Bank of Japan (BOJ) Deputy Governor Shinichi Uchida said on Wednesday the central bank won't raise interest rates when financial markets are unstable. The dollar jumped 1.6% to 146.65 yen and away from the 141.675 trough hit on Monday, though it remains far below its July peak of 161.96.

'The sell-off in Japanese stocks may almost be over,' said analysts at JPMorgan in a note. 'Both nonresident and individual investors have reset their year-to-date net buying.' 'If the market stays at its current level, the GPIF (government pension fund) could become a net buyer by end-September, and a view that unwinding of yen carry trades is almost over has also emerged.'

The GPIF is a massive fund with considerable market power and its investment decisions are highly influential. The unravelling of the yen carry trade - where investors borrow yen at low rates to buy higher yielding assets - was a driving force in the market rout, but again seemed to be stabilising.
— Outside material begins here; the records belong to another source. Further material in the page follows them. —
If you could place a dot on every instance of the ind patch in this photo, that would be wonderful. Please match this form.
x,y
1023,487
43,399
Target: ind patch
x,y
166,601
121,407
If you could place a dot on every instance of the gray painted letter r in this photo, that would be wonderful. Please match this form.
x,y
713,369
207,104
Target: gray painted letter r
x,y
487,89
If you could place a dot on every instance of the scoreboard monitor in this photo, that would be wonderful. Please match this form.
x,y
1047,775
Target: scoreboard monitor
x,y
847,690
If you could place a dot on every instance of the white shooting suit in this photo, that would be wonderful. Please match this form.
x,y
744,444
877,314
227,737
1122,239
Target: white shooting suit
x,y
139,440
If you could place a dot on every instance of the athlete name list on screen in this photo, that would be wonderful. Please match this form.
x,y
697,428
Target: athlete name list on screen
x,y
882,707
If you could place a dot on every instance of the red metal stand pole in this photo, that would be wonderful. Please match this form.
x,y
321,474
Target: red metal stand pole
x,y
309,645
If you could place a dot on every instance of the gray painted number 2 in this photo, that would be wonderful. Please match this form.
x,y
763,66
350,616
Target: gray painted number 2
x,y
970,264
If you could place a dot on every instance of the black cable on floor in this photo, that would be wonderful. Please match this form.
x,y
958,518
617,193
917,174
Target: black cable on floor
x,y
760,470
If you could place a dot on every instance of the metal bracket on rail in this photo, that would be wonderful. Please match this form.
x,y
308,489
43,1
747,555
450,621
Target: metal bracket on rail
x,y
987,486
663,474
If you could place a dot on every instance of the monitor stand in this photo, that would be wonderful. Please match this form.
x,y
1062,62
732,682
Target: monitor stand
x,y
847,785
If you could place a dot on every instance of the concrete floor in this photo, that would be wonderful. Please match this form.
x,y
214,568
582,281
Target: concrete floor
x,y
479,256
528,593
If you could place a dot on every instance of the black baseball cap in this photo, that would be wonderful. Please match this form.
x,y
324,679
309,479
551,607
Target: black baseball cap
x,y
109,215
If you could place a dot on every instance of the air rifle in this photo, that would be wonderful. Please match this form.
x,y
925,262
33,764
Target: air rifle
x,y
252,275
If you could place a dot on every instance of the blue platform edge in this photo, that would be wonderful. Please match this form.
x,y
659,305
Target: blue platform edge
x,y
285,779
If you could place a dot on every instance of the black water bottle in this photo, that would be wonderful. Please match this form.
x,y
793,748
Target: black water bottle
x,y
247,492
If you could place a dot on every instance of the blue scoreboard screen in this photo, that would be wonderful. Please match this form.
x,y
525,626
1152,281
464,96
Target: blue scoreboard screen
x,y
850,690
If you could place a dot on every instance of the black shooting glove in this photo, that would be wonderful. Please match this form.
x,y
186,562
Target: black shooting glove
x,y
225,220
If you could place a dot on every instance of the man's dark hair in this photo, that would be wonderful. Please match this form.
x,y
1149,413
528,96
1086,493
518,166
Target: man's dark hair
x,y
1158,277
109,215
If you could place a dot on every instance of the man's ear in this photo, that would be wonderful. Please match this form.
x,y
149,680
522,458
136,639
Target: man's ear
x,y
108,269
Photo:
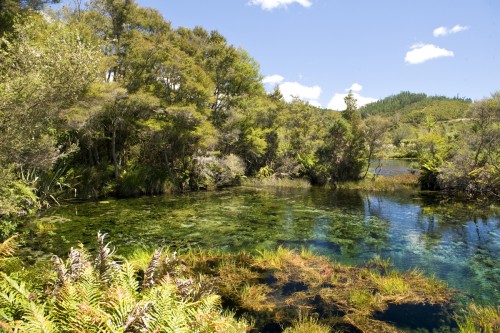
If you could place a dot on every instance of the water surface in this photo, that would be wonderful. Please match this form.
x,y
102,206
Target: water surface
x,y
458,243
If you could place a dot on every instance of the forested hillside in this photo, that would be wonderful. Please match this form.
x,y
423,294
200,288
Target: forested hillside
x,y
111,100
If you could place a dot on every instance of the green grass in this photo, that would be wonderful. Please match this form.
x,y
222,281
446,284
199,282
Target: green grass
x,y
484,319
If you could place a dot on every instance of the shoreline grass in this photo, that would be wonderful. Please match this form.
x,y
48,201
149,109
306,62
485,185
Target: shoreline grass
x,y
383,183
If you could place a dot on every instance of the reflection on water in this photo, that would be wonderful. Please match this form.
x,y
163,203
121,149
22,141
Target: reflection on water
x,y
391,167
457,243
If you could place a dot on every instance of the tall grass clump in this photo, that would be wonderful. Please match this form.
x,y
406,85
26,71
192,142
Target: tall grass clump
x,y
95,293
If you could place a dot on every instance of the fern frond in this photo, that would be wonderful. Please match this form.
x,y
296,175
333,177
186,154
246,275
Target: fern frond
x,y
103,263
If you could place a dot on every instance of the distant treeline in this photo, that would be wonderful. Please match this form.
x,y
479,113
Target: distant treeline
x,y
109,99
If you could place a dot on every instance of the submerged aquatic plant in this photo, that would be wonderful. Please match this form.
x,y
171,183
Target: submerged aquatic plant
x,y
485,319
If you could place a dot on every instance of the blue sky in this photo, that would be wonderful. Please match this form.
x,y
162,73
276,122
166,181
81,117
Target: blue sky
x,y
319,49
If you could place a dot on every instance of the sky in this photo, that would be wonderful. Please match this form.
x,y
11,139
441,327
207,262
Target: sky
x,y
319,50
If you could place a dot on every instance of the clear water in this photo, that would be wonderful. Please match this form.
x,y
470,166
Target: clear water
x,y
455,242
391,167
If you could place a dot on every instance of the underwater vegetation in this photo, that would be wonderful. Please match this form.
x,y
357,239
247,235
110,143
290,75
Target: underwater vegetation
x,y
280,290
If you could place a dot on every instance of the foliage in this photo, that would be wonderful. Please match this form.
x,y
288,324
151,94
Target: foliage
x,y
479,319
96,295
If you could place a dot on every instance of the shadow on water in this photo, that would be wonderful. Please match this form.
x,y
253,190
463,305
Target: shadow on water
x,y
459,243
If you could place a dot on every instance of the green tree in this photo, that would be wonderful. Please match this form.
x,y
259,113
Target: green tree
x,y
38,67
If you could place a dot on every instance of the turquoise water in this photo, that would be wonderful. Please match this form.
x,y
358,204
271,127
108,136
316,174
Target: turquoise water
x,y
456,242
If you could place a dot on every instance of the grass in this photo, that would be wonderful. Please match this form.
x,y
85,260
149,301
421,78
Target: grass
x,y
308,325
383,184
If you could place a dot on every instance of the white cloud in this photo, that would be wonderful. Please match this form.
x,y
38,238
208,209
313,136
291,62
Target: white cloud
x,y
355,87
273,79
337,101
422,52
271,4
444,31
289,90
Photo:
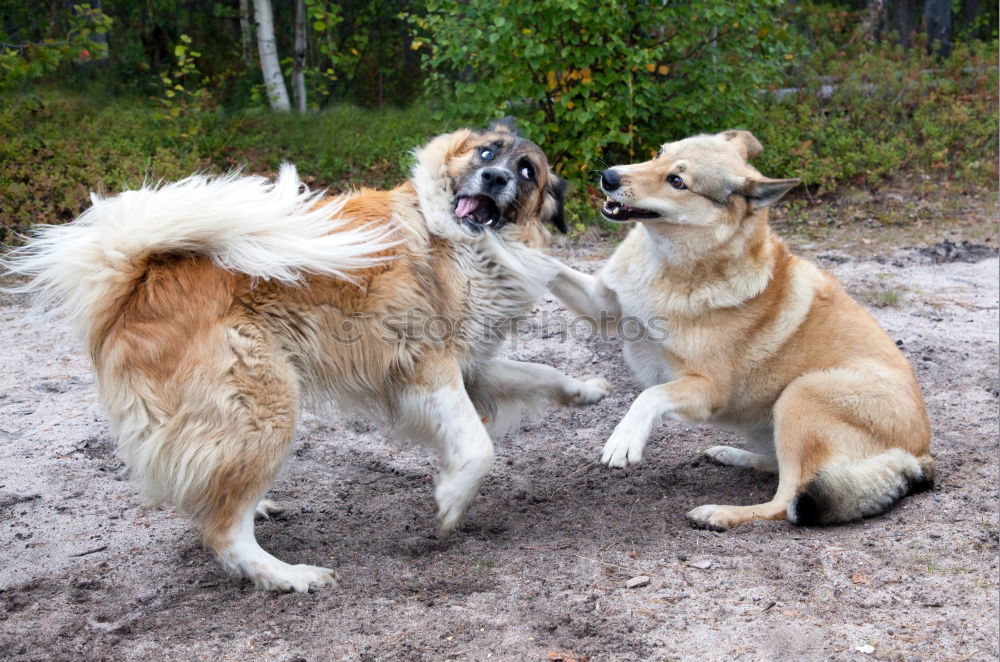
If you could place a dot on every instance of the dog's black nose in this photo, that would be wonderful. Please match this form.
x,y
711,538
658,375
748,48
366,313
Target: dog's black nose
x,y
495,177
610,180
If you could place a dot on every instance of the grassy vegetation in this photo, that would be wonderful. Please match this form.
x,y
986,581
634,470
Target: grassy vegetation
x,y
892,113
55,148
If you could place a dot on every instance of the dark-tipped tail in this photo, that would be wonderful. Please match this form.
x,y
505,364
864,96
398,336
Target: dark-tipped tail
x,y
851,489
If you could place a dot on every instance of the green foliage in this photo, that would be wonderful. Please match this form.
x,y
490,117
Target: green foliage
x,y
886,110
79,42
593,79
186,96
56,147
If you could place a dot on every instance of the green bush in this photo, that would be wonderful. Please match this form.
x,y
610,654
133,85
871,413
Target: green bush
x,y
55,148
591,80
889,111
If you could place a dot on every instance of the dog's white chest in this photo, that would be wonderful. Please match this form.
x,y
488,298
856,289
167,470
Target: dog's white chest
x,y
644,326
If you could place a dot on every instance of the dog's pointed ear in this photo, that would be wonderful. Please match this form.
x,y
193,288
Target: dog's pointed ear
x,y
764,192
746,143
504,125
553,207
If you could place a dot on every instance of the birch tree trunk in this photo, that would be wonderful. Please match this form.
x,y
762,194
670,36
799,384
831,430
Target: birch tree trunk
x,y
299,64
246,34
273,81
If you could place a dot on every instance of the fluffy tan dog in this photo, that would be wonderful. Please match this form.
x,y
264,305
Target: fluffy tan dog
x,y
211,307
741,333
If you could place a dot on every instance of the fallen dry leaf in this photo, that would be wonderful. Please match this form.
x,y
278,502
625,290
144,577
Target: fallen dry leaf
x,y
555,656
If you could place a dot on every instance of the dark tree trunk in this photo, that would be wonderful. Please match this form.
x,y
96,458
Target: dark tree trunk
x,y
937,23
903,18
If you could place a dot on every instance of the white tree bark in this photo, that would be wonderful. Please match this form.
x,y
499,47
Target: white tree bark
x,y
273,81
299,65
246,32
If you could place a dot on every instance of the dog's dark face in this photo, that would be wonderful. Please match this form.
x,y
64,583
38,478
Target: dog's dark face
x,y
502,179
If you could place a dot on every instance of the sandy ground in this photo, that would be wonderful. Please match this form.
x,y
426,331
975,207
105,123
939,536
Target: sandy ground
x,y
539,569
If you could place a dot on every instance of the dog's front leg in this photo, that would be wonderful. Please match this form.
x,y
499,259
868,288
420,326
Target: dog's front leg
x,y
587,296
690,397
436,409
518,380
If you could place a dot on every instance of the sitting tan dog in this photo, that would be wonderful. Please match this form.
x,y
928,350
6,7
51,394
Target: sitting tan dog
x,y
751,337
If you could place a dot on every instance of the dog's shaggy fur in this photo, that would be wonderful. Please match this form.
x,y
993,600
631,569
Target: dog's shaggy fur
x,y
211,307
744,334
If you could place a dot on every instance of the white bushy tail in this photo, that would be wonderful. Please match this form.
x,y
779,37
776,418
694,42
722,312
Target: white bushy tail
x,y
245,224
846,490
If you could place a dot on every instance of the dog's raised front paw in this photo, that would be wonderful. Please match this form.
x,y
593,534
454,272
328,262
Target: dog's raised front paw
x,y
265,508
624,447
589,392
710,517
279,576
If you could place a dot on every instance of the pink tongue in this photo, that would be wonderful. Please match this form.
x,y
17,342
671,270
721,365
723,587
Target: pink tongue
x,y
466,206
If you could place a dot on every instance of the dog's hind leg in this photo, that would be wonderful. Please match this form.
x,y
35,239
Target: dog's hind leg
x,y
260,410
437,410
805,434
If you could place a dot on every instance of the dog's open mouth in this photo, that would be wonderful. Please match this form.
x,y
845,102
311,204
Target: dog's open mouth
x,y
616,211
478,211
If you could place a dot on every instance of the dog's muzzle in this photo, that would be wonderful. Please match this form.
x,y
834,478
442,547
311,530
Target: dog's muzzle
x,y
484,202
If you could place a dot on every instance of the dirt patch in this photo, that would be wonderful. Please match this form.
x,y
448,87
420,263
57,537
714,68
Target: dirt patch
x,y
541,567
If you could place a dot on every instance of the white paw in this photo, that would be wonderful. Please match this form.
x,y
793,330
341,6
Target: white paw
x,y
727,455
453,498
708,517
623,447
281,576
265,508
589,392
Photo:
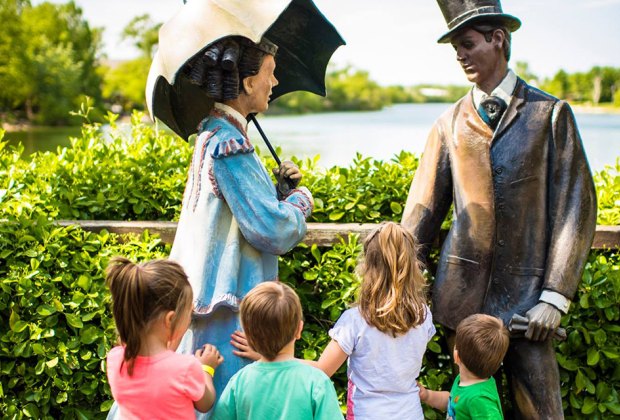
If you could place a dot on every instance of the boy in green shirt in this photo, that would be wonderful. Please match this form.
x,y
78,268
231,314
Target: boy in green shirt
x,y
276,386
480,346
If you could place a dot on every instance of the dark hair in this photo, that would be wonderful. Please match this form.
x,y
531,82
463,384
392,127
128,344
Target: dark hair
x,y
222,66
482,342
141,293
391,296
270,315
487,27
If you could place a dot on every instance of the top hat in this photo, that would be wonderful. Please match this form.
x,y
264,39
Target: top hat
x,y
461,13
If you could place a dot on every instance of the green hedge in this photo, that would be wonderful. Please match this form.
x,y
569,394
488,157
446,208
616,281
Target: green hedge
x,y
55,325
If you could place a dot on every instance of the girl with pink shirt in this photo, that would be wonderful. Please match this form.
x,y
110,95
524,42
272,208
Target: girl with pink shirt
x,y
152,306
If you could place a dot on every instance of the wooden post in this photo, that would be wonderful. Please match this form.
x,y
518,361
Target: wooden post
x,y
321,234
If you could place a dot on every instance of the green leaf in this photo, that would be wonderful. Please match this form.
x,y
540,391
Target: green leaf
x,y
106,405
74,321
580,381
62,397
31,253
589,405
614,407
396,207
46,310
84,282
593,356
434,347
16,324
52,362
89,334
31,410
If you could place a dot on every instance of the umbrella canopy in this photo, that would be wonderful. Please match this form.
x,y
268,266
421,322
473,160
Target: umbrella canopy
x,y
306,41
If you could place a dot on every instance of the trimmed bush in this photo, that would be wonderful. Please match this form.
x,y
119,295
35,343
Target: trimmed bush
x,y
55,324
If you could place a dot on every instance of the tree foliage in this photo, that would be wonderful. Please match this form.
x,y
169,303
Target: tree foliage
x,y
597,86
55,323
52,54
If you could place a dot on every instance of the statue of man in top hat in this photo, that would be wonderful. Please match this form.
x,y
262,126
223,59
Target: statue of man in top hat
x,y
510,159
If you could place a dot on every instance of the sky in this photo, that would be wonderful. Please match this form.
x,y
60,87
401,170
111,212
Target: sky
x,y
395,40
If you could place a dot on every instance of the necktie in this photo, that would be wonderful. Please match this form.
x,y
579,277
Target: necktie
x,y
491,110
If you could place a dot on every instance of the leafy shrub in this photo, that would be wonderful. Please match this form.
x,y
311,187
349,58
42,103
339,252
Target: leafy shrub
x,y
56,324
55,327
608,194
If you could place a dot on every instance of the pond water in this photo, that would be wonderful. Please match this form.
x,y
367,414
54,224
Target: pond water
x,y
337,137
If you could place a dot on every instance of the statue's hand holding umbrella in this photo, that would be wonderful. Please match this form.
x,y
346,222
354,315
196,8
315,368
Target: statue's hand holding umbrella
x,y
305,42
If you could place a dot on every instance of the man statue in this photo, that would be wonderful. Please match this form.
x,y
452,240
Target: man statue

MSCI's broadest index of Asia-Pacific shares outside Japan jumped 1.3%, while Korean stocks added 2.7%. China's blue chip index rose 0.4% while Hong Kong's Hang Seng index gained 1.3%. After Wall Street bounced overnight, Nasdaq futures rose 0.6% despite a 12% dive in AI darling Super Micro Computer after it missed earnings estimates.

S&P 500 futures were also up 0.3% while EUROSTOXX 50 futures firmed 0.8%. FTSE futures added 1%. With safe-haven in less demand, Treasury yields ticked higher for a second session. U.S. 10-year yields were up at 3.9165%, and well off Monday's low of 3.667%.

Two-year yields climbed back to 4.0163%, from a deep trough of 3.654%, as markets scaled back wagers on an intra-meeting emergency rate cut from the Federal Reserve. Futures now imply 105 basis points of easing this year, compared with 125 basis points at one stage during Monday's turmoil, while a 50-basis-point cut in September was seen as a 73% chance.

Fears of an imminent U.S. recession had also faded a little as the run of economic data still pointed to solid economic growth in the current quarter. The Atlanta Fed's much-watched GDPNow estimate is that gross domestic product is running at an annual pace of 2.9%.

In commodity markets, gold prices slipped 0.2% at $2,383.77 an ounce and short of last week's $2,477 top. Oil prices remained volatile as concerns about waning global demand warred with the risk of supply disruptions in the Middle East.

Brent eased 0.3% to $76.23 per barrel, while U.S. crude fell 0.4% to $72.87 a barrel.